И впервые за многие годы я стала теперь высыпаться в тишине. Великое, несравнимое и словно не понимаемое теперь людьми счастье. Как и я, Кошкина любила тишину. Даже телевизор смотрела редко. «А ну его к шуту. Глядишь, глядишь — только глаза заболят. А чо выглядишь, тут же и забыл. Для лени это придумано. Лень плодить. А лени в России и так не мерено. У нас вон в деревне дак лодырь на лодыре осталися. Кто поспособнее, все уехали. А лодырь, ему чо? Заработка счас хорошая. Не за что, можно сказать, платят. Он и живет, телевизер глядит, да радио слушает, да водку пьет. Радио это с утра до ночи играет. Это разве надо так? Об спокойствии-то никто ровно не думает. А спокойствие-то — главное в жизни. От него и работа. А душа неспокойна — какое счастье?»

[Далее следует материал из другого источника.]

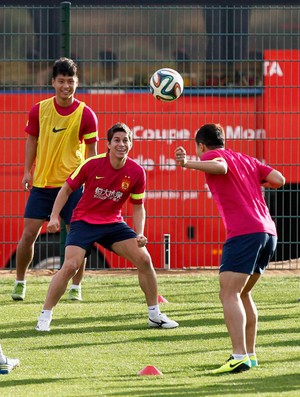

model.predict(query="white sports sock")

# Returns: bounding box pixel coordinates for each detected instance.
[232,354,248,360]
[41,310,53,318]
[70,284,81,290]
[148,305,160,318]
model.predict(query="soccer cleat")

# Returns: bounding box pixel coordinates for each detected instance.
[68,288,82,301]
[35,314,52,332]
[11,283,26,301]
[212,356,251,374]
[0,357,20,375]
[249,356,258,367]
[148,313,179,328]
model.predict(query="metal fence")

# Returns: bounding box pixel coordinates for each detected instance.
[0,2,300,269]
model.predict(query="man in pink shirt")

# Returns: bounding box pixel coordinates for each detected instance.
[175,124,285,373]
[36,123,178,331]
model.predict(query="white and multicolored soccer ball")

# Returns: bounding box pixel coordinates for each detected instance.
[150,68,184,102]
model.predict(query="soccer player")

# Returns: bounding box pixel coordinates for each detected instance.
[175,124,285,374]
[0,345,20,375]
[36,123,178,331]
[12,58,98,300]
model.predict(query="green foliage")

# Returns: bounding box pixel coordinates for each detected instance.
[0,271,300,397]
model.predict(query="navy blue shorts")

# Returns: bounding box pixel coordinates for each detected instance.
[220,233,277,274]
[24,187,82,225]
[66,221,136,256]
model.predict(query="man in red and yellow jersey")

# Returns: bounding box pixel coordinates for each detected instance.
[36,123,178,331]
[12,58,98,300]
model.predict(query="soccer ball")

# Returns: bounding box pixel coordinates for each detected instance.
[150,68,184,102]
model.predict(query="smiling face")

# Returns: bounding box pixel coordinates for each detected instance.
[107,131,132,160]
[52,74,78,106]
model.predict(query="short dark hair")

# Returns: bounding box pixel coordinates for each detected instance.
[52,57,78,79]
[195,123,225,149]
[107,123,132,142]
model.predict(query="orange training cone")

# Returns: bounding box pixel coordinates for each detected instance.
[138,365,162,375]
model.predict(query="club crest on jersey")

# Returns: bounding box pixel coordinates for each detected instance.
[121,176,130,190]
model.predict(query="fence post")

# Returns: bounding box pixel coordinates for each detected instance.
[59,1,71,265]
[164,234,171,270]
[60,1,71,58]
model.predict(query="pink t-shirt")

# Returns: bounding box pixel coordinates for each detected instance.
[201,149,277,238]
[67,153,146,224]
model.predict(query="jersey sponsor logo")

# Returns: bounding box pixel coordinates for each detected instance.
[52,127,67,132]
[121,176,130,190]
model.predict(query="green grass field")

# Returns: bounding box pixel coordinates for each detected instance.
[0,271,300,397]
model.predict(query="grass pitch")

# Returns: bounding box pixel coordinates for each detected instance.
[0,271,300,397]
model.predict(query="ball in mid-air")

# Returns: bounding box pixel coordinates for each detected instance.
[150,68,184,102]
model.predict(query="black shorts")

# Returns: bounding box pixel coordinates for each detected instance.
[66,221,136,256]
[24,187,82,225]
[220,233,277,274]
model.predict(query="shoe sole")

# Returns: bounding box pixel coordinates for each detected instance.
[148,323,179,329]
[212,364,251,375]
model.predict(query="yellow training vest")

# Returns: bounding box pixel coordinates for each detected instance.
[33,98,85,187]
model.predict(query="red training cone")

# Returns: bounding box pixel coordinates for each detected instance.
[138,365,162,375]
[158,295,169,303]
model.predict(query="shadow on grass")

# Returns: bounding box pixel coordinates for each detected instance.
[103,374,300,397]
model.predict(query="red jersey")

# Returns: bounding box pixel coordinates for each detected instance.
[67,153,146,225]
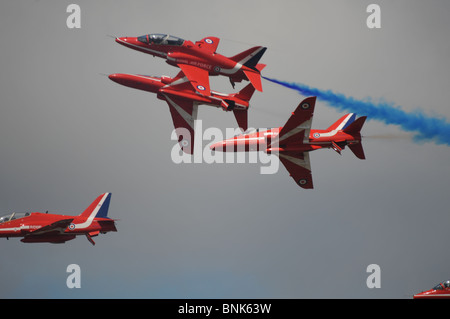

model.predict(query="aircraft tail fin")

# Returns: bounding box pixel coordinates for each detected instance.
[230,47,267,72]
[235,84,255,102]
[327,113,356,131]
[344,116,367,159]
[80,193,111,218]
[343,116,367,134]
[233,109,248,131]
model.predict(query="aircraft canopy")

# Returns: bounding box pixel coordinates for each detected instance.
[433,280,450,290]
[0,213,30,224]
[138,33,184,46]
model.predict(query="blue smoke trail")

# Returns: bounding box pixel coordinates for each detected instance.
[264,77,450,146]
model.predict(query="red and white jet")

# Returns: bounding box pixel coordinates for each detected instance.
[413,280,450,299]
[210,97,366,188]
[109,71,255,154]
[116,34,267,96]
[0,193,117,245]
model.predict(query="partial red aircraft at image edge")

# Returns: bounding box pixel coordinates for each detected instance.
[413,280,450,299]
[210,97,366,189]
[109,71,255,154]
[0,193,117,245]
[116,33,267,96]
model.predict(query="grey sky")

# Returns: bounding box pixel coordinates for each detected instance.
[0,0,450,298]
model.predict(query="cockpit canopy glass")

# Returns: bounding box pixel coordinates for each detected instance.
[433,280,450,290]
[138,33,184,46]
[0,213,30,224]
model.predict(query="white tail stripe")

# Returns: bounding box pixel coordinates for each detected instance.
[74,193,109,229]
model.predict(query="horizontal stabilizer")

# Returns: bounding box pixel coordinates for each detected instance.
[348,142,366,159]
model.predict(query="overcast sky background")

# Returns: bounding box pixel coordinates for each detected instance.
[0,0,450,298]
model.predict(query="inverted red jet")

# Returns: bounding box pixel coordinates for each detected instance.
[109,71,255,154]
[116,34,266,96]
[0,193,117,245]
[413,280,450,299]
[210,97,366,188]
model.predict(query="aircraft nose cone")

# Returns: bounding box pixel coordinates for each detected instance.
[108,73,121,82]
[209,141,225,151]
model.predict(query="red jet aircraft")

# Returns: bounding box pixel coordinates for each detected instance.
[109,71,255,154]
[0,193,117,245]
[116,34,267,96]
[210,97,366,188]
[413,280,450,299]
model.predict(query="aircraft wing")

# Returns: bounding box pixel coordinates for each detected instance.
[178,64,211,96]
[26,218,73,237]
[277,97,316,145]
[195,37,220,53]
[278,152,313,189]
[164,94,198,154]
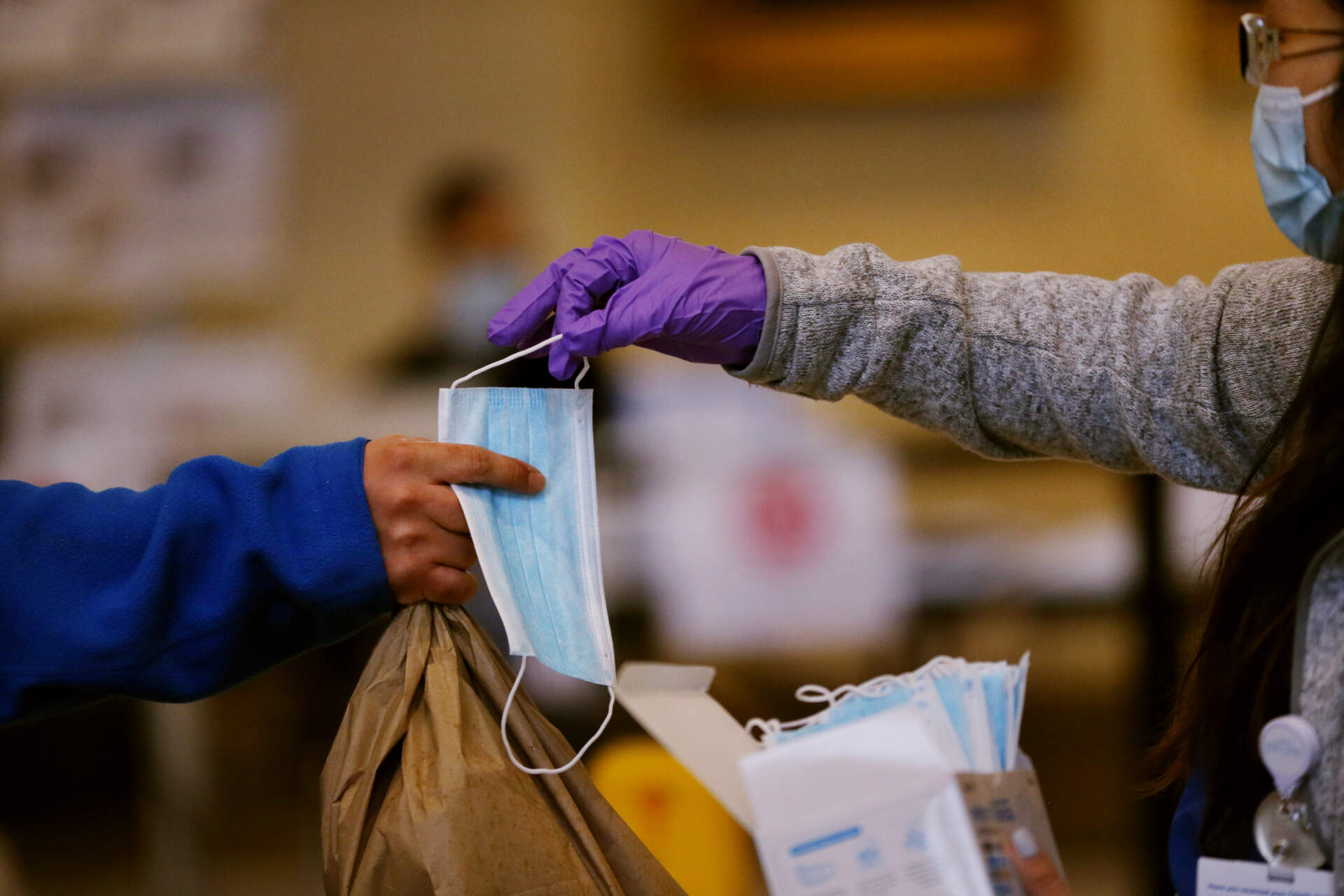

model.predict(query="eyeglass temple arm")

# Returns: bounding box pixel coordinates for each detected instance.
[1278,43,1344,59]
[1273,28,1344,36]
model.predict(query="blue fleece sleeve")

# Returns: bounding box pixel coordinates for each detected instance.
[0,440,394,724]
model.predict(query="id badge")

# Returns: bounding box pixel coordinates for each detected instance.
[1195,858,1335,896]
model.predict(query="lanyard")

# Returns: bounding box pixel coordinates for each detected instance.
[1252,532,1344,868]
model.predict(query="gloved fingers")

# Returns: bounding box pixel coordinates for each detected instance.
[485,248,586,346]
[550,282,660,379]
[547,307,608,380]
[555,237,640,333]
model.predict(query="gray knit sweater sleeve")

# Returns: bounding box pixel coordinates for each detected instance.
[732,243,1338,491]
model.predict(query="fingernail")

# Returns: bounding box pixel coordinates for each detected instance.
[1012,827,1040,858]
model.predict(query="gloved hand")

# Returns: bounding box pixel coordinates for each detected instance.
[488,230,766,379]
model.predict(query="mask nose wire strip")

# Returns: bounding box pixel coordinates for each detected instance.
[500,654,615,775]
[447,333,564,388]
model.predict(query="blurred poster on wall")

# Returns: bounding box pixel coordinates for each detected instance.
[109,0,272,71]
[0,0,272,76]
[618,364,914,657]
[0,90,284,304]
[0,330,311,489]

Так я все это близко понимала. И когда вечером, усталая, погружалась в сон, тихий и словно бы укачивающий, на перине, которую моя новая мать постелила мне поверх матраца — «Это разве дело — на ватнике спать? Вата-то отсыревает, и кости болеть станут… Лучше пера для здоровья ничего нету», — думала: неужели жизнь повернулась ко мне лучшей, греющей стороной, и, если б не забота-тоска о сыне, который, служил теперь на Кавказе, в приграничном округе, я б, наверное, чувствовала себя вполне счастливой.

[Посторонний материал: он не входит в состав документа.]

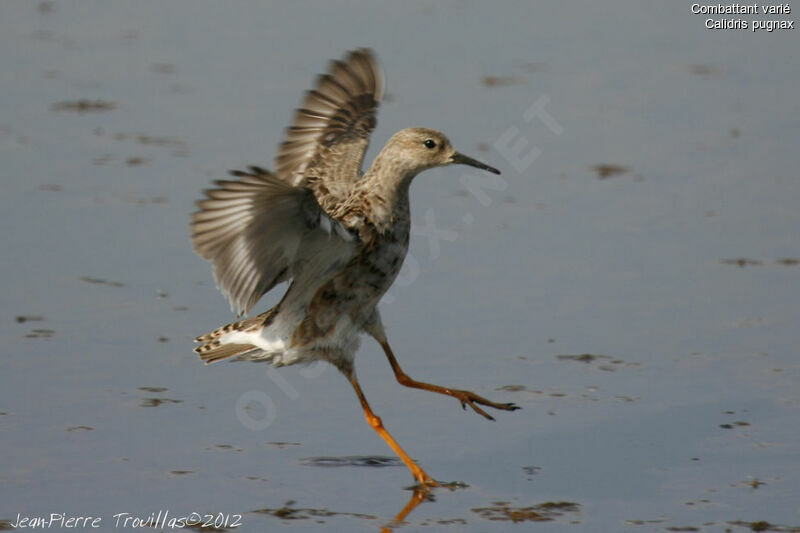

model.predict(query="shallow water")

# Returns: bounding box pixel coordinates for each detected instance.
[0,1,800,532]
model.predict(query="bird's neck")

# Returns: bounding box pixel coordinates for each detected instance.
[359,152,417,232]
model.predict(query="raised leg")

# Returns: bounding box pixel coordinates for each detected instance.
[348,373,439,490]
[378,340,519,420]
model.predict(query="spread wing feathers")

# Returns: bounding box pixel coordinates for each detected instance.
[276,49,383,189]
[191,167,357,315]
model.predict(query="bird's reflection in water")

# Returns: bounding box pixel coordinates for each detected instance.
[381,486,433,533]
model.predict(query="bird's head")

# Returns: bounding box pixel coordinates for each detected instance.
[384,128,500,176]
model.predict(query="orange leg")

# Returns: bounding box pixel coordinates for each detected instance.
[380,341,519,420]
[381,487,430,533]
[349,374,439,490]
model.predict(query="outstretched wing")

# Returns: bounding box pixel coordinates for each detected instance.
[191,167,356,314]
[276,49,383,202]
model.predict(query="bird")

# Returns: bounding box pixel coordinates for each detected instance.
[190,48,519,489]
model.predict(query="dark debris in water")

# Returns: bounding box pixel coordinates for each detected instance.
[300,455,403,468]
[25,328,56,339]
[139,398,183,407]
[591,163,631,180]
[556,353,639,372]
[78,276,125,287]
[481,76,525,87]
[252,500,378,520]
[728,520,800,533]
[472,502,580,523]
[719,257,763,268]
[50,99,119,113]
[719,420,750,429]
[719,257,800,268]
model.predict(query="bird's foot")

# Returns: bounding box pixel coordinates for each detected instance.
[452,390,520,420]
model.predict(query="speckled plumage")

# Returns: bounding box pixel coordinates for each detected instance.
[191,49,516,485]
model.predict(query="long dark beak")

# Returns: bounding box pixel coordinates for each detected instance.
[450,152,500,174]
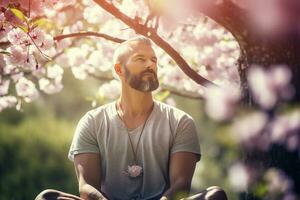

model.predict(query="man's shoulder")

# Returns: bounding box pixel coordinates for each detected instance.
[155,101,191,119]
[86,101,115,118]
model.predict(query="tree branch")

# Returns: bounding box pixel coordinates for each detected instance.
[53,31,125,43]
[94,0,215,86]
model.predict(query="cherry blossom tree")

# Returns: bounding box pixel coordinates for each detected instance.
[0,0,300,199]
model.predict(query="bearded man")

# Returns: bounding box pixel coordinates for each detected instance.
[37,37,227,200]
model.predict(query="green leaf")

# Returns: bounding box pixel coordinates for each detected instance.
[10,8,27,22]
[31,18,49,27]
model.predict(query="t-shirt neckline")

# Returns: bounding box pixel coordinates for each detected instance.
[112,100,157,131]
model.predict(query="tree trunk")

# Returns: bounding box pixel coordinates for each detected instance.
[198,0,300,200]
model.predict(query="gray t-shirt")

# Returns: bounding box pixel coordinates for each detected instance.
[68,101,200,200]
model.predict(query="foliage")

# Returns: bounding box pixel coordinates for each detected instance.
[0,113,77,200]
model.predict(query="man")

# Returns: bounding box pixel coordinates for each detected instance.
[37,37,226,200]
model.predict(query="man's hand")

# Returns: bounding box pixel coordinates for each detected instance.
[80,184,107,200]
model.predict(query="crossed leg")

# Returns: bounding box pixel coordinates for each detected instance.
[35,186,227,200]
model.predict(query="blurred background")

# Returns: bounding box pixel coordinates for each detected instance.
[0,70,237,200]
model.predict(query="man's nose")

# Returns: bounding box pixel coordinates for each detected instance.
[145,59,156,69]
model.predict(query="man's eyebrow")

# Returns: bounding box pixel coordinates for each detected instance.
[133,54,145,58]
[133,54,157,60]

Засыпала и отдыхала вместе с телом моя душа. А пробуждалась от пения петуха в сарае, кудахтанья кур, звонкого шипенья самовара и свежих солнечных лучей с лесной и болотной стороны.

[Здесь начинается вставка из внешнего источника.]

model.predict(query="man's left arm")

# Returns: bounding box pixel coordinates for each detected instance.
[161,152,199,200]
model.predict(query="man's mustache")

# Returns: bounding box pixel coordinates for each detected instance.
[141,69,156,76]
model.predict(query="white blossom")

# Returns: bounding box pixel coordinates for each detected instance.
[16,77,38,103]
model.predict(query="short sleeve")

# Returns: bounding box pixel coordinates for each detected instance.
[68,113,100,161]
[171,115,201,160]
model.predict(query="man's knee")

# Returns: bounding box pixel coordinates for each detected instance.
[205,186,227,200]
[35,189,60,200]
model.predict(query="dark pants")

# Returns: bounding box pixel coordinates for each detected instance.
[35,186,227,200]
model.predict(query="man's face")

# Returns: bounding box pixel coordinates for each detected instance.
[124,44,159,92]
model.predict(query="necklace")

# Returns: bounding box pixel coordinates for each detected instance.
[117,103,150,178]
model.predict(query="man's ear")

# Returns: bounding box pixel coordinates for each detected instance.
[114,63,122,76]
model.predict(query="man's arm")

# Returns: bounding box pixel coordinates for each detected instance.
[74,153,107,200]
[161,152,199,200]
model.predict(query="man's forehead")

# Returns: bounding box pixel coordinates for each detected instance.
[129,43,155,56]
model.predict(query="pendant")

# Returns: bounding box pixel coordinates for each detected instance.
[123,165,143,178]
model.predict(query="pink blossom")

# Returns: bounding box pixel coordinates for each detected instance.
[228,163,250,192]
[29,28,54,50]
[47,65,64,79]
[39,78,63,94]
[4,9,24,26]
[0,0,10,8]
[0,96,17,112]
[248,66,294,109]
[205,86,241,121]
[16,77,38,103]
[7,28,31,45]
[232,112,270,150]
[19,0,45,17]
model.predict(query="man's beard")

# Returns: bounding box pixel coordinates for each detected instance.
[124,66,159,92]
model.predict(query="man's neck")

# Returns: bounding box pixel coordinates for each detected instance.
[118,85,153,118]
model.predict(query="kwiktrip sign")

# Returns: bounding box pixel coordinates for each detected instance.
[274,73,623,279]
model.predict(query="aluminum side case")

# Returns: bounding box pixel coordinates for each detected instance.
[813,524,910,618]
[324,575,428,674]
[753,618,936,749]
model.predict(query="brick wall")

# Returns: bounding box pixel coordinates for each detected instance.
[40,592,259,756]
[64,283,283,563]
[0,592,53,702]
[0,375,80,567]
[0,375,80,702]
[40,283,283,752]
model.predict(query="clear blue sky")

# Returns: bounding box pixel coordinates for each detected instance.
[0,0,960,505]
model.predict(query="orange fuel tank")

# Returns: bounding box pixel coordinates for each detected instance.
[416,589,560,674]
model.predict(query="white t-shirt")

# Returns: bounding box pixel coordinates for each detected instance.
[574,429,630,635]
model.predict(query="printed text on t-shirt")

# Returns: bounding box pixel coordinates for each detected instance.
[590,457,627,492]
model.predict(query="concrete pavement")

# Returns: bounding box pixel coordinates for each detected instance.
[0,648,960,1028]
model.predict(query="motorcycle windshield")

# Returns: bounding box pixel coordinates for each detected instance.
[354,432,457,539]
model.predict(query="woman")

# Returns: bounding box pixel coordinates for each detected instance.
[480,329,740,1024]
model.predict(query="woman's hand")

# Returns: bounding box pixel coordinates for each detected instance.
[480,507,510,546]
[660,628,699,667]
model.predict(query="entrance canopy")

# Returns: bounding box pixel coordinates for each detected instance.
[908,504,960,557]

Период моей жизни на Загородной был и периодом странных, но будоражащих душу встреч. Однажды, я хорошо помню, что было непоздней осенью, в сентябре, когда весь город был залит устоявшимся теплом, весь золотел и лучился ясной желтизной лип-тополей, млел будто в вечной безмятежности, я увидела на трамвайной остановке мужчину в летней пенсионерской шляпе, надвинутой на лоб. У него было худоватое, удлиненное лицо, подбородок надменно торчал, а губы были сжаты в твердую запалую черту. «Да это же вылитый подполковник Полещук! — подумала. — И уши! И треугольного склада глаза». Он? Только теперь он был гораздо старше. Старик. Но ведь… Я запомнила его таким, как остался двадцать пять лет назад, таким, как был в сорок пятом! Неужели это он? Отец моего сына? Я попыталась пролезть через густую толпу на остановке, чтобы увидеть, есть ли шрам на лбу этого человека. Ведь у Полещука был шрам, спускался до самой брови. Но в это время подкатил трамвай, человек в шляпе двинулся к нему, меня оттеснила хлынувшая на посадку толпа, единственное, что еще разглядела, — седой стриженый затылок. И уши, желтые, направленные вперед. «Нет. Это, конечно, не он. Откуда ему быть здесь? Просто похожий. Мало ли людей такого склада. И с торчащими ушами. Но даже если уцелел. Если даже — он? Что? Конечно, это совпадение. Мало ли..» — успокаивала себя.